A evidência empírica é quando alguém olha para os fatos. (Todos temos direito a uma opinião, mas não a nossos fatos.) Empírico é algo baseado, preocupado ou verificável por observação ou experiência. Por exemplo, um estudo de tráfego de todos os acidentes durante o mês de abril mostra que 20% foram devidos ao motorista dirigindo e mensagens de texto mostram que uma porcentagem significativa dos acidentes foram causados ​​por dirigir e mandar mensagens de texto. Não é preciso muito para dizer que se distrair provavelmente pode causar um acidente, pois a lógica é compreensível. Faz sentido lógico que uma distração significativa cause acidentes.

Quando o Dr. Fauci disse recentemente durante uma conferência de imprensa que a hidroxicloroquina não cura o COVID-19, ele estava sendo gentil em não chamar tRump de mentiroso dizendo que isso era anedótico. Ele estava aceitando a mentira de que talvez tenha acontecido uma ou duas vezes ou mais que uma pessoa tenha sido curada por hidroxi ... mas não houve um estudo para provar isso. E se acontecesse, sem ele ou a comunidade médica em geral, saber sobre isso poderia ser uma coisa única, ou a cura poderia ter vindo de outra coisa e o uso de hidrox ... era coincidência.
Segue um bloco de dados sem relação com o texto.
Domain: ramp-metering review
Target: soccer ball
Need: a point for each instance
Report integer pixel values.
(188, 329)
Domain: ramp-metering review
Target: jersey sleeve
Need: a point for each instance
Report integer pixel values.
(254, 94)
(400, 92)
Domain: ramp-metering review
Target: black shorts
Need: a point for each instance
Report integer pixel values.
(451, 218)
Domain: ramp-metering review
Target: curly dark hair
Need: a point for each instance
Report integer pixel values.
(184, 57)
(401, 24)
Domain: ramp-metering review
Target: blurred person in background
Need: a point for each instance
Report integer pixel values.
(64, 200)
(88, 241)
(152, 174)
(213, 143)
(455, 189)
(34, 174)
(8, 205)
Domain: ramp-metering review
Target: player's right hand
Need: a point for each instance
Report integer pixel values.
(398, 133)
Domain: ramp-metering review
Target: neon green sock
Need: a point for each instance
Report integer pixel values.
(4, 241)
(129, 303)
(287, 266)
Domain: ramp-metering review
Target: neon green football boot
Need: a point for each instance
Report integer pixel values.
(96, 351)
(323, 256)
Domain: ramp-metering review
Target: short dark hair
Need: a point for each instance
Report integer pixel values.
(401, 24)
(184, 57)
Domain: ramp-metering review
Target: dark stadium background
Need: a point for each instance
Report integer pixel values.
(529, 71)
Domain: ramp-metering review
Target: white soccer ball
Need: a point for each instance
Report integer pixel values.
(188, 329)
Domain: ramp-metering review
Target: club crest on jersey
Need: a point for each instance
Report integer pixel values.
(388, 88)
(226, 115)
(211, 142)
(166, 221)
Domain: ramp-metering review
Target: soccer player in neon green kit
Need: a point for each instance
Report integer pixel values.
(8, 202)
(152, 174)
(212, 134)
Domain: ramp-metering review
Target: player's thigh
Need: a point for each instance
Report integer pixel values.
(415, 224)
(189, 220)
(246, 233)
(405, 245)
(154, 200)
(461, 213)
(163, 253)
Sabe, eu mandei uma mensagem e dirigi, mas mesmo assim percebi que poderia ter colidido com muita facilidade e disse a mim mesma que aquilo era idiota. Então eu normalmente não faço isso. Eu até tento não falar no meu celular e dirigir, pois essa é outra distração, e os estudos - e a lógica - podem dizer que a condução distraída não é boa.

A evidência empírica é baseada em mais observações do que em evidências anedóticas, é isso.
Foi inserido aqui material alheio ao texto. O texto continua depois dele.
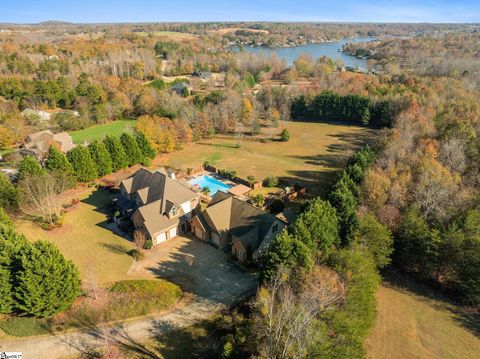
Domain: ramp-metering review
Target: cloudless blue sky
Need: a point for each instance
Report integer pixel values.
(31, 11)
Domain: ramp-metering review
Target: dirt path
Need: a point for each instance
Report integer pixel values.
(215, 283)
(128, 335)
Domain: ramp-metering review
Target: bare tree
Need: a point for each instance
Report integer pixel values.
(40, 196)
(139, 239)
(286, 313)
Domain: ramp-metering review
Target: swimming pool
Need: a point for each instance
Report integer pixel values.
(210, 182)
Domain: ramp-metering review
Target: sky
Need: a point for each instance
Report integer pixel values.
(95, 11)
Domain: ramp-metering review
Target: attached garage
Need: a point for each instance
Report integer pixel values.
(215, 239)
(162, 237)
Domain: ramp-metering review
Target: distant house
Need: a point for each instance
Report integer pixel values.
(38, 143)
(160, 206)
(227, 220)
(181, 87)
(46, 115)
(204, 75)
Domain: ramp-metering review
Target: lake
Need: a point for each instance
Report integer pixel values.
(329, 49)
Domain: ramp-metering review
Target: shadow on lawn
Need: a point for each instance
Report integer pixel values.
(468, 318)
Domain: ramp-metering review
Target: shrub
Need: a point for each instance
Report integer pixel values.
(25, 326)
(148, 244)
(284, 135)
(277, 206)
(270, 181)
(136, 254)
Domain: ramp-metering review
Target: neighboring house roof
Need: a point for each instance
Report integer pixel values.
(202, 74)
(181, 86)
(38, 143)
(161, 198)
(244, 222)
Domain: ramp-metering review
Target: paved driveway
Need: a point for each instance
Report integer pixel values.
(198, 268)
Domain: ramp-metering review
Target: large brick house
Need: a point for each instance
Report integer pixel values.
(160, 206)
(228, 220)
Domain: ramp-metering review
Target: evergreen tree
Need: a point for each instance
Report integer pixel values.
(285, 250)
(145, 146)
(117, 154)
(130, 146)
(82, 163)
(11, 245)
(46, 283)
(57, 161)
(101, 158)
(9, 197)
(29, 166)
(376, 238)
(317, 227)
(345, 203)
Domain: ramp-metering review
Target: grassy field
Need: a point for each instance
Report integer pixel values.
(412, 322)
(171, 35)
(85, 240)
(115, 128)
(315, 151)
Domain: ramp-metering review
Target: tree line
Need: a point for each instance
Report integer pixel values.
(344, 251)
(329, 106)
(35, 278)
(39, 183)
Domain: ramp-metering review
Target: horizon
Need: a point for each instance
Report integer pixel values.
(26, 12)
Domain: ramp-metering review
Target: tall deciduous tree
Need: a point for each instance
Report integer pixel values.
(46, 283)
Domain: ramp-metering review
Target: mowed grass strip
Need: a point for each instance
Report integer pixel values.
(417, 324)
(98, 132)
(85, 239)
(311, 157)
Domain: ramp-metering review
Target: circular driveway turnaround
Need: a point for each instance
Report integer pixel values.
(206, 272)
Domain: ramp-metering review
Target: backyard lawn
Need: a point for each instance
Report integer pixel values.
(311, 156)
(84, 239)
(413, 322)
(115, 128)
Se eu vejo um certo homem entrar no meu carro, isso é uma observação ou um fato. No entanto, se minha única observação é a única evidência de que alguém já quebrou um carro, ela é uma evidência anedótica fracamente apoiada, mesmo que tenha sido condenada por invadir carros de outras pessoas, a evidência é puramente anedótica. Se várias pessoas o viram entrar no meu carro, mesmo que a evidência seja anedótica, ela deve ser forte o suficiente para condená-lo. Agora é possível que haja outras observações da evidência física, como encontrar itens retirados do meu carro em sua casa, que serviriam como evidência empírica de que ele estava no meu carro, mas os dois tipos de evidência são necessários para demonstrar que ele invadiu minha casa. carro com maior valor dado à evidência anedótica e a evidência empírica usada para verificar a evidência anedótica. Portanto, no meu exemplo, a diferença pode ser descrita da seguinte maneira:

Evidência anedótica = Aquilo que vi com os olhos e relatei à polícia.

Evidência empírica = A evidência física encontrada pela polícia que corrobora minha história.
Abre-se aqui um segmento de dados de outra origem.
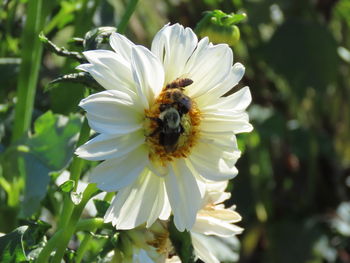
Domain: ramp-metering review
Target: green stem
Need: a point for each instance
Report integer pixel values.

Observe que a teoria final do crime combina os dois tipos de evidência, mas ela própria é uma anedota empiricamente suportada. É assim que a ciência funciona sempre que não podemos recriar a situação exata, como no estudo de eventos passados ​​ou na previsão de eventos futuros. Se o conjunto de dados for grande o suficiente, a matemática pode ser usada para derivar uma probabilidade de que qualquer descrição específica de evidência anedótica e empírica esteja correta. Quando o conjunto de dados é limitado ou quando mais de uma conclusão é possível com base na evidência empírica. Então a conclusão mais comum dos cientistas se torna o consenso científico, também conhecido como anedota compartilhada pela maioria dos cientistas nesse campo.

Portanto, tanto hipóteses quanto teorias podem ser baseadas em anedotas, uma hipótese geralmente não é tão bem apoiada por observações quanto uma teoria, mas ambas descrevem o que as pessoas pensam que os dados significam. E evidência empírica são os dados que podem incluir evidências anedóticas repetidas, mas são melhor caracterizados por observações de evidências físicas.